The goal is to track what we need to allow Mono to have a secure sandbox to execute arbitrary untrusted code and ensure that the untrusted code does not compromise the security of the system.
This is a new feature that we will be integrating into Mono, a scenario that so far we have not spent any energy on, as most of our users run their own code and do not execute untrusted code (code that might be potentially malicious, and provided by a third party).
The immediate concern of this page though, is to look at what needs to be done to ensure that one particular user (SecondLife) is able to do this, so a few of the options discussed here could rely on external tools or SecondLife-specific limitations.
Table of Contents
Security Issues
The following have been identified as areas that need work to ensure that malicious code does not cause problems:
- CIL verification
- Metadata integrity
- Code Access Security
- Audit of the runtime and assemblies
- Stack Overflow.
The problem with building a sandbox is that it requires all of these mechanisms to be complete before the sandbox is secure and so useful. CAS without bytecode verfication is not useful. In order to make sandboxes usable as soon as possible, we should implement all 3 systems together to support a series of progresively less restrictive sandboxes. A sandbox which allows no code to execute is trivial to implement, a next sandbox which allows no method calls might be useful for an embedded formula editor, but would require no CAS and so on.
CIL Verification
Mono currently only implements a subset of byte code verification, it is possible to create CIL instructions that are not supported or provide the user with access to data they should not have access to.
Mono team will implement a CIL verifier, Zoltan estimates that the work required to get this working is one man month.
If verification is done at compile time, or upload time, then the verifier need only support a subset of CIL opcodes initially and reject all assemblies containing unsupported opcodes.
A partial set of tests for CIL verification was developed by Jim and is available in mono/mono/tests/verifier, to run these you must run make test in that directory.
Metadata integrity
Currently the Mono runtime assumes that the assemblies that it loads have valid metadata. This poses a problem for SecondLife as a malicious user might upload an invalid image and might break the runtime.
There are a couple of possible solutions to this problem, the easiest one is to use an external tool to validate the metadata integrity. It could be one or more external tools:
- Running a remote session to a windows machine with PEverify.
- Roundtripping an assembly
- A custom Cecil/RAIL roundtripper could ensure that there are no missing references.

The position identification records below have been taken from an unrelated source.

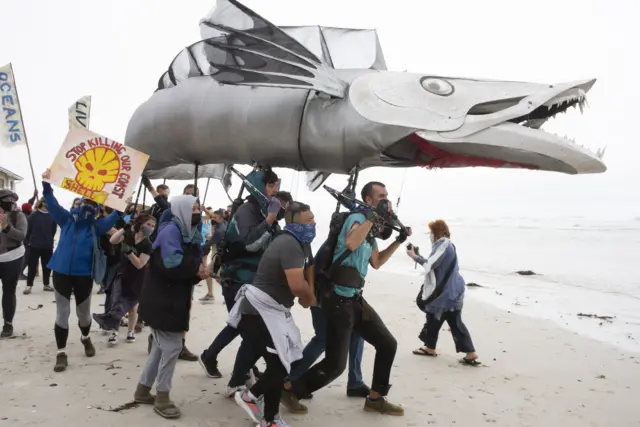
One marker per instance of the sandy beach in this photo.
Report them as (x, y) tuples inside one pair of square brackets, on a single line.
[(534, 373)]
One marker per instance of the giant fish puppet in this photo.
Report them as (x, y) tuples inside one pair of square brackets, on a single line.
[(250, 92)]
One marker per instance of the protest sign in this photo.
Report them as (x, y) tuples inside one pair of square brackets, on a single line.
[(80, 113), (11, 120), (98, 168)]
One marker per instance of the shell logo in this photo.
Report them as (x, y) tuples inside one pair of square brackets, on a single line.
[(97, 167)]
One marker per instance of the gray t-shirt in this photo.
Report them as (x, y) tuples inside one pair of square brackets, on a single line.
[(284, 253)]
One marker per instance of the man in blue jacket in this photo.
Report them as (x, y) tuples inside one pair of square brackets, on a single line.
[(72, 264)]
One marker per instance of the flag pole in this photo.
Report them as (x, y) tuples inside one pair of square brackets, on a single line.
[(26, 141)]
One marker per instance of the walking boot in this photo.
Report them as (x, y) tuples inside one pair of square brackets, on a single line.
[(164, 406)]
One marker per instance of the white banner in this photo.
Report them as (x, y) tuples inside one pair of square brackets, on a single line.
[(12, 132), (80, 113)]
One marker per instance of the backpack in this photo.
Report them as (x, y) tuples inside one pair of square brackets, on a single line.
[(323, 259)]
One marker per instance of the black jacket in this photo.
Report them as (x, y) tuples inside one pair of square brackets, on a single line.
[(41, 230)]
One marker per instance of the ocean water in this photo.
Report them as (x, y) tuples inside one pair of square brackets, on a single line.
[(582, 266)]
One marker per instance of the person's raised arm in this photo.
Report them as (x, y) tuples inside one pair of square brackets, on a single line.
[(32, 200), (15, 231), (105, 224), (255, 235), (140, 261), (379, 258), (59, 214), (29, 228), (435, 258)]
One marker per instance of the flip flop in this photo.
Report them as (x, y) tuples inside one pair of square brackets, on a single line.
[(470, 362), (422, 352)]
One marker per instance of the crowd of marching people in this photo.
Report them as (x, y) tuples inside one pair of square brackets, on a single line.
[(147, 261)]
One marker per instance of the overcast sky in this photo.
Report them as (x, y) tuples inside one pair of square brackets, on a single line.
[(116, 51)]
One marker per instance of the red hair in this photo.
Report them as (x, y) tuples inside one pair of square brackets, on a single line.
[(439, 229)]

RAIL is used to inject microthreading, so invalid metadata that renders the assembly unreadable by Mono.PEToolkit will be caught here.
- Run mono --aot assembly on the assembly, and check for the error code
If metadata verification can be done at compile time or upload time then, then the verifier need only support a subset of metadata initially and reject all assemblies containing unsupported metadata.
Code Access Security
Jim's current plan is to use a white-list of functions that developers can use, so support for CAS is not mandatory at this point.
In Silverlight a new system which seems to be very similar to Jim's white/black listing approach has been implemented.
Audit of the codebase
Both the C runtime and the relevant C# assemblies must be audited for security issues. This includes also auditing the JIT code generation.
Using Microsoft PEVerify
The quickest route to a secure Mono sandbox may be to rely on Microsoft's PEVerify tool for CIL and metadata verification. Although a Windows machine would be needed to verify the code once, any number of copies of the verified code could then be run in Mono on any number of Linux machines any number of times. If PEVerify was used to verify assemblies, and a white list was used to check all method calls were safe, what modifications would be needed to Mono to make this set up secure?